As part of Money's 2016 retirement guide for couples, we looked at what three couples—in their 30s, 40s and 50s—are doing now to get ready for later life.

Jessica Antola for Money

Spurring a Spouse to Save More

Michael and Tiffany Lucas

Both 31, Valley Stream, N.Y.

When Michael and Tiffany Lucas began dating six years ago, she was already a power saver. She was socking away so much of her income—8% at that point—that her now-husband was startled to learn that her yearly salary was about the same as his, since her take-home pay was so much lower.

Michael’s employer had automatically enrolled him in its 401(k) at 3% of pay, and he was happy to leave it at that. “I honestly didn’t care. I never really looked at it,” Michael says.

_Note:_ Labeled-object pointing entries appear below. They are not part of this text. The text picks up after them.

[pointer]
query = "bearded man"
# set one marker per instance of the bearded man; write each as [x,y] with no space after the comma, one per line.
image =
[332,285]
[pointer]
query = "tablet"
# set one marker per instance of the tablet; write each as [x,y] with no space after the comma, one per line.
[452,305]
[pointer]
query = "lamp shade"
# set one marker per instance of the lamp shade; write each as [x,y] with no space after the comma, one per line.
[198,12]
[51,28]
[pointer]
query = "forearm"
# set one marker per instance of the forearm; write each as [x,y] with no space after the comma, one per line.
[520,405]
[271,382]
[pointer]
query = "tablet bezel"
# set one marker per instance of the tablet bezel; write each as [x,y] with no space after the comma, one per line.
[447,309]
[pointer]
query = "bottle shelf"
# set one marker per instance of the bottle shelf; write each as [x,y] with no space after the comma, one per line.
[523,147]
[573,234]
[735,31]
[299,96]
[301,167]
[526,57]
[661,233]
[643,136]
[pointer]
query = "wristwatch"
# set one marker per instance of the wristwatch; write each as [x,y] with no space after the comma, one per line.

As the relationship grew serious, Tiffany began pressuring Michael to save more—and the couple, now parents of a toddler, have achieved a shared commitment to building a nest egg for the future.

Read more: Money’s Ultimate Retirement Guide for Couples includes advice for duos in their 20s and 30s, their 40s, their 50s, and nearing retirement. Plus, take our quiz to see if you and your spouse are on the same page.

“I wanted it to be a joint responsibility,” says Tiffany, a claim professional for an insurance company. Michael got more serious about finances after they got engaged. “I thought, If she can make it on that size paycheck, there’s no reason why I can’t,” recalls the airline supervisor.

He boosted his 401(k) contribution to 9% of pay, and Tiffany is now at 14%.


Jessica Antola for Money

Balancing Dollars for Now and Later

Jeff Kopp and Melissa Madole-Kopp

42 and 41, Austin

One step back, two steps forward. That is how Jeff Kopp and Melissa Madole-Kopp have balanced retirement saving with the costs of a growing family. They are now putting the maximum $18,000 into his 401(k) plus $11,000 into two Roth IRAs.

The two didn’t always agree on saving. After Melissa became a stay-at-home mom, she says, “we needed the money for the kids.” Jeff, a software engineer, recalls, “We had many conversations after the kids went to bed where I explained to her why I wanted to give as much as I did to retirement.”

Melissa says it helped her trim spending when Jeff created a graph showing how reduced saving would crimp their nest egg. Meanwhile, they temporarily dropped his 401(k) contribution from 10% of pay to the 6% needed to get the full employer match. The pressure eased when Jeff got a raise; they allocated half of that increase and subsequent income boosts to saving.


Jessica Antola for Money

Reaping the Payoff for Planning

Beth and Russ Weimer

57 and 56, Raleigh, N.C.

“Neither of us really planned well during our first marriages,” says Beth Weimer. When she and Russ got together in their mid-forties, they made preparing for retirement a priority. Russ worked out a plan that could enable them to retire before age 60, assuming they set aside about 20% of their pay each year.

Thanks to his-and-her pensions, maxing out their 401(k)s, and some additional saving, they’ve actually moved up their timeline and anticipate both being retired within the next two years. Their retirement nest egg: $1.1 million.

“You have to have a shared vision,” says Beth. The two review their finances together quarterly and hold an annual “financial planning summit” over a bottle of wine. Says Russ: “We know retirement isn’t going to happen on its own; we have to make it happen. We won’t be 65 wondering if we can retire.”